If someone betrayed you, was someone betrayed you?

Updated on psychology 2024-05-05
9 answers
  1. Anonymous users2024-02-09

    If there is love, there will be hate, but on the other hand, is it necessary to care so much? What is your love transformed into hate? Think for yourself?

    Just because of her playfulness? Just because of her first time? Is it necessary to care so much?

    Find someone who loves herself, find someone she loves, how difficult it is, forgive what is worthy of forgiveness, I don't think she wants to do this, cherish it, so as not to regret it in the future.

  2. Anonymous users2024-02-08

    If you really like her, you won't care about this, but he doesn't necessarily really love you, how can he be with other men if he loves you I think he came to be nice to you when someone else was hurt or lonely, and you are angry that he is with someone else now, isn't it Even if you get married together, then his past will be a shadow for your life, if you just want to play with him, it's okay.

  3. Anonymous users2024-02-07

    If you really like her, you won't care about that, it's a big deal to beat that guy.
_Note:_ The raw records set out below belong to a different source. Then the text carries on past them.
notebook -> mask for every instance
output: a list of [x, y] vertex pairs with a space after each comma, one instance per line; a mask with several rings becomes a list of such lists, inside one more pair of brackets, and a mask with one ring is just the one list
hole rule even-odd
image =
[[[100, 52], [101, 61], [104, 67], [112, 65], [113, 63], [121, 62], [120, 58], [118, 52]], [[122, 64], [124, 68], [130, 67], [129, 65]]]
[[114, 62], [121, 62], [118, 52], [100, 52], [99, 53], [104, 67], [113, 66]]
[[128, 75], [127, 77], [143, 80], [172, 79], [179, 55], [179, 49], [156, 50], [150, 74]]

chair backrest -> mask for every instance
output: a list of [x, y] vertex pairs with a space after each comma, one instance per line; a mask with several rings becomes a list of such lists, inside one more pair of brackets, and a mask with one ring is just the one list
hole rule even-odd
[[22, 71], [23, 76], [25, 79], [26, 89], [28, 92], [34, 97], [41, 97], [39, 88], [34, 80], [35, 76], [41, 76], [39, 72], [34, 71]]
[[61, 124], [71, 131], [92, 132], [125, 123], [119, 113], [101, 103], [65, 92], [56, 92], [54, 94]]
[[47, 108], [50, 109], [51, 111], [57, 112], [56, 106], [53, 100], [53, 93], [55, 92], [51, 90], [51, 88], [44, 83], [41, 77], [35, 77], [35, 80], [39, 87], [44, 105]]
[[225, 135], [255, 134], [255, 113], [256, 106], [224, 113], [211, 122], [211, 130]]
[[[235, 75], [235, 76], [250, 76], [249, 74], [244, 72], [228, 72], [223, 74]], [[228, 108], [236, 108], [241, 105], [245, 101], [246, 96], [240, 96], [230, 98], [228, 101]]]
Good luck!

  4. Anonymous users2024-02-06

    Maybe she shouldn't have told you what happened.

    Calm down. It must not be married, girlfriend. Is she really your future wife?

  5. Anonymous users2024-02-05

    You don't really love her either.

    One another and each other.

  6. Anonymous users2024-02-04

    If you love her, why bother.

    If you mind, you will break up happily.
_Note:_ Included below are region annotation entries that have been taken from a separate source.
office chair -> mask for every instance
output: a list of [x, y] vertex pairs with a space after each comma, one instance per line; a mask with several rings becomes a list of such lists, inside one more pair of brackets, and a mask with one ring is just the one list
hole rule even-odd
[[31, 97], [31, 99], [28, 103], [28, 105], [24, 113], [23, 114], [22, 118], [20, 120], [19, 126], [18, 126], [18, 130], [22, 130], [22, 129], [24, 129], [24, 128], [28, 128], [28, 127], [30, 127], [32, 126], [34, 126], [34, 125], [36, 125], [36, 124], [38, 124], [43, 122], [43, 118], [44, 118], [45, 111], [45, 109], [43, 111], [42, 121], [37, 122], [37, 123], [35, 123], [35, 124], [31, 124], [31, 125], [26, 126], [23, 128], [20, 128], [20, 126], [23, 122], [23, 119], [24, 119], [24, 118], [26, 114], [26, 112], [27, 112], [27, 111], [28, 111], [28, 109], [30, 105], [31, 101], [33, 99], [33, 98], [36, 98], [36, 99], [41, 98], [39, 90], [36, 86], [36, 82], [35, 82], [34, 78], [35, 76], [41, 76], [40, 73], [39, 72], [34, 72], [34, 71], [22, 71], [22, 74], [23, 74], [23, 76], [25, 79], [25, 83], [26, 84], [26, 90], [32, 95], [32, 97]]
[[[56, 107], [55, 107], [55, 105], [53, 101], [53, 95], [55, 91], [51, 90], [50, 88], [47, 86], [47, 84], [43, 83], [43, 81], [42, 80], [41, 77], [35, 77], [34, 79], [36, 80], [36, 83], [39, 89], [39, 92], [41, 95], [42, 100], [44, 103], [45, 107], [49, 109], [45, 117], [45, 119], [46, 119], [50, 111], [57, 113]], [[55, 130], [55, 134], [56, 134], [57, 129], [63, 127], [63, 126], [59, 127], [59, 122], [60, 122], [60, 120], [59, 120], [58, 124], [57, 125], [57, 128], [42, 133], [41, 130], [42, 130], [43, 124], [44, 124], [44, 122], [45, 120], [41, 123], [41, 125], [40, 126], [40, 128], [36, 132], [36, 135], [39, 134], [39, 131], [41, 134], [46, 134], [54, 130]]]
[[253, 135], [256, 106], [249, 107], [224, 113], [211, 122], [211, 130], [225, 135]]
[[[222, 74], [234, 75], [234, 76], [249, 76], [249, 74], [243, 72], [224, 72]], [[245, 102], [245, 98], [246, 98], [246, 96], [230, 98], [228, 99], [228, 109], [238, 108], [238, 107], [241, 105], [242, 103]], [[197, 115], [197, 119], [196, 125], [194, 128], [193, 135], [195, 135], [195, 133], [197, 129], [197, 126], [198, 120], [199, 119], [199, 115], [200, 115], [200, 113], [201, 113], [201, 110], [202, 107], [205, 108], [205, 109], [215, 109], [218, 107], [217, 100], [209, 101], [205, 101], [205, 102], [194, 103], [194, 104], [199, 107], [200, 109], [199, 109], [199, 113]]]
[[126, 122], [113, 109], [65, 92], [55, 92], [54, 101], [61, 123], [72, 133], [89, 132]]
  7. Anonymous users2024-02-03

    Do you really love her.

    If you really loved her, would you say something like that?

  8. Anonymous users2024-02-02

    There must be, who hasn't been betrayed.

  9. Anonymous users2024-02-01

    Depending on the situation, in the face of a person who betrayed me in my life, I would depend on the situation, because trusting a person tends to believe in all of him.

    If this betrayal is well-intentioned, or if there are some ulterior reasons, then go and find out more. If you judge that the person is not half-hearted about himself, then of course he can be forgiven. If the opposite is the case, and the person is just disguising his usual behavior and has been brewing in his heart how to betray you, then this betrayal is not worthy of forgiveness.

    The ancient Greek philosopher Heraclitus said, "It is impossible for a man to step into the same river twice" is justified. This means that people cannot make the same mistakes, and if a person betrays you out of malice, then you cannot forgive him, otherwise he will repeat the mistake again and again.

    What's worse is that he sees your kindness as weak, even crushed, and will cause you more damage.

    Sometimes, people who are too honest tend to be taken advantage of by others. Being too honest is stupid, and being too kind is considered weak. After all, in this era of fierce competition, many times honest people are tolerant and humble, he doesn't seem to have any opinions, and he doesn't know how to refuse, so he is at the mercy of others.

    So, when necessary, you have to show your personality and guts.

    There are often such things in life, when you kindly forgive the person who betrayed you, forgive him for the first time, he will cry with gratitude and be good to you; But the second time, he would only faintly say thank you; After many times, he will not hesitate to think that you should forgive him, otherwise he will think that you are too stingy.

    This is the so-called grievance, such a person cannot forgive him in the first place, let alone give him a chance to hurt you again. You should wipe him out of your circle and stop talking to him.

    There are people who are close to you, not because they respect you or see you as a friend, they just treat you as a step, step on your head if necessary, and betray you at any time.

    Some people have softer hearts. When others beg him, he thinks about others and makes some unrealistic fantasies, even thinking that the other party will be lost, know that he is wrong, and never do it again. This psychology belongs to the likable character.

    Over time, your kindness may not be exchanged for the sincerity of others, but it may be exchanged for the contempt of others. Your forgiveness may not be reciprocated, but it may hurt. Your kindness ends up hurting yourself, but your tolerance turns into indulgence.

    So, once you don't think the other person deserves to be forgiven, then you can express your feelings directly.

    Some people just like to bully people, and when you learn to retaliate, they will respect you and even fear you.

    The more I experience, the more I believe this sentence, and there is nothing wrong with being ruthless. As the saying goes, no one shall offend me, I shall not offend anyone, and I shall not tolerate anyone who offends me.